Major Technologies that Provide Security
The following are the major technology components :
Firewalls
- It is a device that selectively discriminates against information flowing into or out of organization.
- Firewalls can be implemented in both hardware and software or a combination of both.
- Firewalls are frequently used to prevent unauthorized Internet users from accessing private networks connected to the Internet, especially intranets.
- All messages entering or leaving the intranet pass through the firewalls, which examines each message and blocks those that do not meet the specified security criteria.
- It is also a device or set of devices configured to permit, deny, encrypt, decrypt or proxy all computer traffic between different domain based upon a set of rules and other criteria.
- The gateway router connects the organizations system with the outside world.
- It will allow only a few types of protocols to enter.

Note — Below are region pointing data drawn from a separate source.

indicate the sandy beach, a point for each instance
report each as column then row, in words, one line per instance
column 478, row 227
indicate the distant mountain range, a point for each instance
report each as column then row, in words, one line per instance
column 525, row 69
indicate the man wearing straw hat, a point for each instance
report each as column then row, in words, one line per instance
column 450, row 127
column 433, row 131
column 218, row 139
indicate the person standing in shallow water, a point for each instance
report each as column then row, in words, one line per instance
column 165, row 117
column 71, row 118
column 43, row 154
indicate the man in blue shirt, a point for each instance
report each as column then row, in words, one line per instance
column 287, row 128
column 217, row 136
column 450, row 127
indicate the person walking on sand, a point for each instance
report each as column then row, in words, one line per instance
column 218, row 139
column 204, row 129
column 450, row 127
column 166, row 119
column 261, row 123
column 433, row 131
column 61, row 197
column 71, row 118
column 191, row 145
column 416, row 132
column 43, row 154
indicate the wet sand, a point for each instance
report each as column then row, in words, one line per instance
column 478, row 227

- The types of firewalls includes : Network Level Firewalls, Circuit-Level Firewalls, Application Level Firewalls, Stateful Multi Level Firewalls.
- A Firewall can be a single device or a firewall subnet that consists of multiple firewalls creating a buffer inside and outside the network.
Demilitarized Zone
- A DMZ (demilitarized zone) is a computer host or small network inserted as a “neutral zone” between a company’s private network and the outside public network.
- It prevent outside users from getting direct access to a server that has company data.
- It is no-man’s a land between inside and outside networks where some organizations place Web Servers.
- The purpose of a DMZ is to add an additional layer of security to an organization’s local area network (LAN), an external attacker only has access to equipment in the DMZ, rather than any other part of the network.
Proxy Servers
- They intercept all messages entering and leaving the network.
- The proxy server effectively hides the true network addresses.
- They perform action on behalf of another system in the network.
- The outside client will not know whether the requested web page is from proxy system or the original system.
- They give access to the requested web page but do not allow them to directly gain access to the internal network.
- The more frequently accessed pages are stored temporarily in Cache Servers.